Figure 1. Changes to folding free energy and binding affinity modify the concentration of each dimer and the fitness of the system.

(A) Post-duplication system. Paralogous proteins are produced with synthesis rates s_A and s_B. Synthesis encompasses both transcription and translation, which are not considered separately. The probability of correct folding is calculated based on the folding free energy (ΔG_fold) (see “Methods”). Misfolded proteins are removed from the system. Folded proteins can assemble into homo- or heterodimers based on binding free energies (ΔG_{bind,HM AA}, ΔG_{bind,HET AB}, ΔG_{bind,HM BB}). (B) The concentrations of each molecular species (monomers, homodimers, and heterodimers) are estimated at equilibrium. Total protein activity is calculated by multiplying the equilibrium concentrations by their specific activity (0.1 for monomers, 1 for both homodimers and the heterodimer). Fitness is estimated based on the total protein activity using a lognormal function given by parameters alpha and beta. With the parameters for synthesis rates and decay rates shown in (A), the estimated values of total activity for the system before and after the duplication corresponded to 38.2 h⁻¹ and 76.4 h⁻¹. (C–F) Effect of variation in the ΔG_fold for each monomer on the percentage of heterodimer (HET AB) (C), percentage of one of the homodimers (HM BB) (D), the total activity (E), and fitness (F) of the system.

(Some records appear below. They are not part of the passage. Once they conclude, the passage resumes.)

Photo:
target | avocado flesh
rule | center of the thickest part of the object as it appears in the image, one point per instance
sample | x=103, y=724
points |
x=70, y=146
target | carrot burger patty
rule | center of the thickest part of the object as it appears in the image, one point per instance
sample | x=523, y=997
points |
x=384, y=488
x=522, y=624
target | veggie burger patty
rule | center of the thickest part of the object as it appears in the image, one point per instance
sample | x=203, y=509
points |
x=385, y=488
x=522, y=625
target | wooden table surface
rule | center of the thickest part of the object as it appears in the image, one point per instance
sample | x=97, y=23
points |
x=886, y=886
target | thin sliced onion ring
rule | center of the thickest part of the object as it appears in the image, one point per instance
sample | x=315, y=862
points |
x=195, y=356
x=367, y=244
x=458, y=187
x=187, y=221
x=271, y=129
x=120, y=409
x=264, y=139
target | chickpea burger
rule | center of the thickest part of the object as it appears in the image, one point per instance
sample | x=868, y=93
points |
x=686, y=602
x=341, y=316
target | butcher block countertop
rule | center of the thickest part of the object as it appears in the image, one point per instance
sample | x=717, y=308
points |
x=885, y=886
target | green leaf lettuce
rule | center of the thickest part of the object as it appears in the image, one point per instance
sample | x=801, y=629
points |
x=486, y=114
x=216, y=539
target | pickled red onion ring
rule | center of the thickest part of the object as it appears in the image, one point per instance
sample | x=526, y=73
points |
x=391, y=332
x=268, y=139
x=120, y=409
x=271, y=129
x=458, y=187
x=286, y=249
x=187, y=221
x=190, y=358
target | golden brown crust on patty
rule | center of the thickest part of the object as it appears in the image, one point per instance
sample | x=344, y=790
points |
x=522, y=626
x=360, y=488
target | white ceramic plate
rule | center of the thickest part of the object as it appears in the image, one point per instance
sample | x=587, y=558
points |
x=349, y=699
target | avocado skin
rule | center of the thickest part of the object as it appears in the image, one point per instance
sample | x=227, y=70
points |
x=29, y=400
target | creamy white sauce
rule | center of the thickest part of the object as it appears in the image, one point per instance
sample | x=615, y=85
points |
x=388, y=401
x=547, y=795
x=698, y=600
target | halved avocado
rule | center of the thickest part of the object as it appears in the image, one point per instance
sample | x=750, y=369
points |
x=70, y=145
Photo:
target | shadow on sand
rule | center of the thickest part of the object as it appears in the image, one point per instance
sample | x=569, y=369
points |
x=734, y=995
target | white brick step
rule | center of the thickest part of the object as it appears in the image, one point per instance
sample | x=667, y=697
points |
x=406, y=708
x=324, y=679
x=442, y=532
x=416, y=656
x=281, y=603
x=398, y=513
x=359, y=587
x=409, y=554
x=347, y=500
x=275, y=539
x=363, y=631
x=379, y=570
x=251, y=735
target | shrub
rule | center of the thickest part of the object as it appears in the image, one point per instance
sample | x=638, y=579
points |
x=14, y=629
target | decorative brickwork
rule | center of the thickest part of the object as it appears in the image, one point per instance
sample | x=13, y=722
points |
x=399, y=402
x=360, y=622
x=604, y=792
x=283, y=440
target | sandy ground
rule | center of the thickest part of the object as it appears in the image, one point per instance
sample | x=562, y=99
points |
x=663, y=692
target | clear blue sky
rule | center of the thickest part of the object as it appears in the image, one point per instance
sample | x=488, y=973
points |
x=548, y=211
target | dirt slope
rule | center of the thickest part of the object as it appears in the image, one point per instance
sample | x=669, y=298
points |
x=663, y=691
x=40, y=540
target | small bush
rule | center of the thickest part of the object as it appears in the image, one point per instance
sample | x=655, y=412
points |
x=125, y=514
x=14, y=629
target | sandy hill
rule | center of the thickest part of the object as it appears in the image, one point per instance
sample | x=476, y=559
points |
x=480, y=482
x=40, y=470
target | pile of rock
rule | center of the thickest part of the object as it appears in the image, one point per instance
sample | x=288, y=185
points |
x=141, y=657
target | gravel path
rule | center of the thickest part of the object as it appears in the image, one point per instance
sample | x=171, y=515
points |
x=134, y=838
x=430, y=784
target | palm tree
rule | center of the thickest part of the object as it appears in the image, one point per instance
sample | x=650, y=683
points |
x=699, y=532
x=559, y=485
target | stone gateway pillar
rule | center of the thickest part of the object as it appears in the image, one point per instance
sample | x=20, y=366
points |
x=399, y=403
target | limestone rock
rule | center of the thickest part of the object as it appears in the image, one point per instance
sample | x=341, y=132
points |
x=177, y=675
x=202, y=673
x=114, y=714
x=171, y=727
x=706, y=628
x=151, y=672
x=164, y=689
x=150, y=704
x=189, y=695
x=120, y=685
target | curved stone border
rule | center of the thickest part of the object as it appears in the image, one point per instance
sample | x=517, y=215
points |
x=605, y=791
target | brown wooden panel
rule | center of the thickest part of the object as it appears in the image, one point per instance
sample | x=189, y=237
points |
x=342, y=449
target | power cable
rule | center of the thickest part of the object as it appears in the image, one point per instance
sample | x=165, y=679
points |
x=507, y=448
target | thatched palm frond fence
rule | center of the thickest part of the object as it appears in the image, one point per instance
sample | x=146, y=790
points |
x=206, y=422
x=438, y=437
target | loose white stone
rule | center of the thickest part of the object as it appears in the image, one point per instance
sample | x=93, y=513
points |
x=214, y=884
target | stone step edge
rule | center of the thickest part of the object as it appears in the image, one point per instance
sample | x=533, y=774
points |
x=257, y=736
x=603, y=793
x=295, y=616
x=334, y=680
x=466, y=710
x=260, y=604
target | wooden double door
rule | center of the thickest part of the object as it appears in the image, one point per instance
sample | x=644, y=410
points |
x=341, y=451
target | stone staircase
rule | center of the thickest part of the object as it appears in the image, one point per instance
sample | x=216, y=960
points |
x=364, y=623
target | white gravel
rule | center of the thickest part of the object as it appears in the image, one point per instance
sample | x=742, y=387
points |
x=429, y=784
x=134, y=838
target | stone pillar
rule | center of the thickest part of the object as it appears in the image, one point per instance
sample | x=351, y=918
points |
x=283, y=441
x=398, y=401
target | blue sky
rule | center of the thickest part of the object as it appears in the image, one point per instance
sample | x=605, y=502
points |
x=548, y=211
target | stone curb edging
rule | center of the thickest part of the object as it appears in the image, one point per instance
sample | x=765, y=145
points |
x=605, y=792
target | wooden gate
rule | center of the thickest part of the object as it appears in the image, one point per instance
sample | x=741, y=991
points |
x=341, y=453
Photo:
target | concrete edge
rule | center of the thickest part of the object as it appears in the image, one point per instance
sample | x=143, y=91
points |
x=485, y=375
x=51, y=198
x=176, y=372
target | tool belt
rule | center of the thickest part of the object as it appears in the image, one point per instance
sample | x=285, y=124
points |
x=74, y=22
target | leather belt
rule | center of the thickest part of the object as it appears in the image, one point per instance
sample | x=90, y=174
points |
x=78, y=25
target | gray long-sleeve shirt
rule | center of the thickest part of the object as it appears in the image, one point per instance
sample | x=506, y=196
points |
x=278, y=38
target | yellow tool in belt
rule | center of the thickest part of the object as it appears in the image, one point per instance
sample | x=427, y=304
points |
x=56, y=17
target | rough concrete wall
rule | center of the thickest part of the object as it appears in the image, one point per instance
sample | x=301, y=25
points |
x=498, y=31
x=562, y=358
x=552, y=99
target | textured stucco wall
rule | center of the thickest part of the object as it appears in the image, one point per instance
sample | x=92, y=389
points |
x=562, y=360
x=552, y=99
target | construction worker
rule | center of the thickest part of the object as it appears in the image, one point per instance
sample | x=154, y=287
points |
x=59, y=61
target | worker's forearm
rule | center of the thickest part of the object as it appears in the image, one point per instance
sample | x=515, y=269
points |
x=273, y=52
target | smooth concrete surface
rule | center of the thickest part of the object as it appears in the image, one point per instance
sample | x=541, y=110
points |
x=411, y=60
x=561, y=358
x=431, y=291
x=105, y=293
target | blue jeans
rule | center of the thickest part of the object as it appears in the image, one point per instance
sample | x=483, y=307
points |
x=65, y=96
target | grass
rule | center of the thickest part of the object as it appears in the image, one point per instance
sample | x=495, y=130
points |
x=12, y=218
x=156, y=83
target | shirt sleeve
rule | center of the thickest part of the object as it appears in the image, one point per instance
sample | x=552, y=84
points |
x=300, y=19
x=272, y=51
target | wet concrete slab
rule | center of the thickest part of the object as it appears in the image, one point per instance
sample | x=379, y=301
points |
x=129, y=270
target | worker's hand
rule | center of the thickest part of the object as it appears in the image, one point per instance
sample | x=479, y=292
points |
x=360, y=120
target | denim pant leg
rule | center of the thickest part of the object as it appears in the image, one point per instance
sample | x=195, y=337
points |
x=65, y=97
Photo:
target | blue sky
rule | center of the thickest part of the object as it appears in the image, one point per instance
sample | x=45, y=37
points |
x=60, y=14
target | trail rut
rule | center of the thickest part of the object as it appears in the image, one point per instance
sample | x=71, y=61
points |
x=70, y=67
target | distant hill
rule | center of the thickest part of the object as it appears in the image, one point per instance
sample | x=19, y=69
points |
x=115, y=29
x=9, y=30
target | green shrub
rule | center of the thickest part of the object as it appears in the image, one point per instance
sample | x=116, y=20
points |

Fitness is estimated using a lognormal distribution with the optimum (alpha value) set to a total activity of 80 (see (B)). Arrows represent an example of a mutational trajectory. (G–J) Effect of variation in ΔG_{bind,HET AB} and ΔG_{bind,HM BB} on the percentage of the heterodimer (HET AB) (G), percentage of one of the homodimers (HM BB) (H), and the total activity (I), and fitness (J) of the system. (G–J) ΔG_{bind,HM AA} was kept constant at −10 kcal /mol, indicated by the red dashed lines. Arrows represent an example of a mutational trajectory.